La stazione di Marino in un immagine che dovrebbe essere del 1890 (almeno questo è l'an- no che si legge sopra il terzo vagone da sinistra)

 
   
  (dal libro di Ogliari-Sapi - Partiamo Insieme)  
 

   Alla stessa data la vecchia tranvia fu definitivamente soppressa, ma è ragionevole credere che il servizio sia stato sospeso precedentemente per i necessari lavori di adeguamento del tracciato, specie di sostituzione delle rotaie in vista dell'utilizzo di materiale rotabile ben più pesante e veloce. Dell'inaugurazione sono pervenute molte notizie, specie le cronache giornalistiche, ma i riferimenti al vecchio "tramway" sono molto pochi, e in nessuno si parla, fosse anche in modo vago, della sua precedente attività, dei proprietari, etc,.

   L'esercizio della nuova ferrovia fu assunto dalle SFR, ed è il motivo per cui in località Capannelle le stazioni diventano due, una affiancata all'altra, dal momento che la Roma-Napoli via Velletri e Segni era gestita dalla RM (Rete Mediterranea).

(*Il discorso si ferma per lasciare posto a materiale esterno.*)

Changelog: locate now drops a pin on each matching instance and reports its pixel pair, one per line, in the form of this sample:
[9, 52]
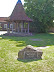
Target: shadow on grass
[28, 60]
[48, 40]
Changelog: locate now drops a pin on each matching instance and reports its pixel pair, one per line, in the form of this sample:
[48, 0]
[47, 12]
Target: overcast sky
[7, 6]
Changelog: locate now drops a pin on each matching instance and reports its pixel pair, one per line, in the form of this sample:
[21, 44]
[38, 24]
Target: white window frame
[5, 26]
[11, 26]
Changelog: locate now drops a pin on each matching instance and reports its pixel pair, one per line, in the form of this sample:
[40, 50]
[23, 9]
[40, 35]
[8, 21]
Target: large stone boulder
[30, 52]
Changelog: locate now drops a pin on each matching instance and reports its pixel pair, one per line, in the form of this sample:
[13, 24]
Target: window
[11, 25]
[5, 25]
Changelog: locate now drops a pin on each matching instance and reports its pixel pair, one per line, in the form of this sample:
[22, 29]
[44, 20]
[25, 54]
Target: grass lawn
[10, 46]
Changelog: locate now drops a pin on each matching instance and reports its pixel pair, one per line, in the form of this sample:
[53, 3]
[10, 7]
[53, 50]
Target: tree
[42, 13]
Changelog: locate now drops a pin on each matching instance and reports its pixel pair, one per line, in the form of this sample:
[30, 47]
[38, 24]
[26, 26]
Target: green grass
[10, 46]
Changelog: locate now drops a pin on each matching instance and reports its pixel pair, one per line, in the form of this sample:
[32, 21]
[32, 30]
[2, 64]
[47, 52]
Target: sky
[7, 6]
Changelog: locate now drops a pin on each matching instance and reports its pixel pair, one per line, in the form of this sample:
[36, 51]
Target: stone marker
[30, 52]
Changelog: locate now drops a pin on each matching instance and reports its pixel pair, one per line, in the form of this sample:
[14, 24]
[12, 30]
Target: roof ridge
[19, 1]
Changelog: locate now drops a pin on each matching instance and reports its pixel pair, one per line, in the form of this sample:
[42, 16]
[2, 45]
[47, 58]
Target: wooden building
[19, 19]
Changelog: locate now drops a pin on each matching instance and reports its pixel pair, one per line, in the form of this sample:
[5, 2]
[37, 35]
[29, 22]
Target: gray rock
[30, 52]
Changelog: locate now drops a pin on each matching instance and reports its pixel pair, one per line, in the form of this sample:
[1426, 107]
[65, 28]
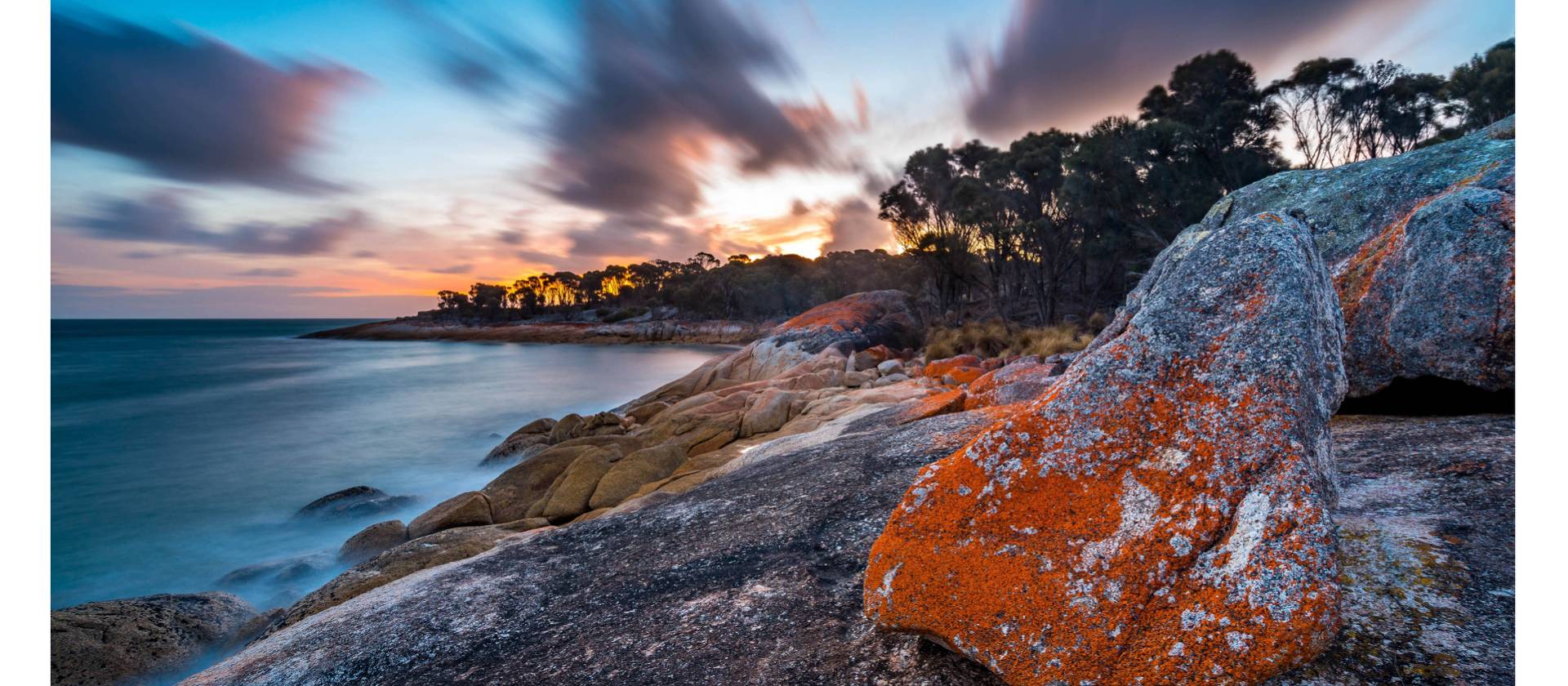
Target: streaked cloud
[165, 218]
[187, 105]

   Tale rimase la situazione fino al 1920, quando la direttissima per Napoli via Formia consentì l'accorciamento della distanza e dei tempi di percorrenza attraverso un nuovo tronco di linea da Campoleone ad Aprilia, cosi che la relazione Roma-Nettuno inizia ad essere esercitata sul tracciato ancora oggi seguito. Il tronco Albano-Campoleone ormai inutile, rimase in esercizio fino allo smantellamento del 1935, mentre addirittura il 1940 si aspetta per smantellare l'inutile, e più lungo, doppione della Roma-Napoli dal Mandrione a Ciampino, che segue il tracciato della vecchia tranvia per Marino, eliminando quindi anche l'assurdità delle due stazioni affiancate quando ormai l'intera rete ferroviaria era passata in gestione alle FS. Il tratto di linea dalle Capannelle al Tavolato lungo la via Appia, come già detto, viene utilizzato dal 1941 al 1978 dai tram della STEFER lungo la linea per le Capannelle e la diretta di Albano, ed è il motivo per cui gran parte di questo storico tracciato è ancora oggi visibile.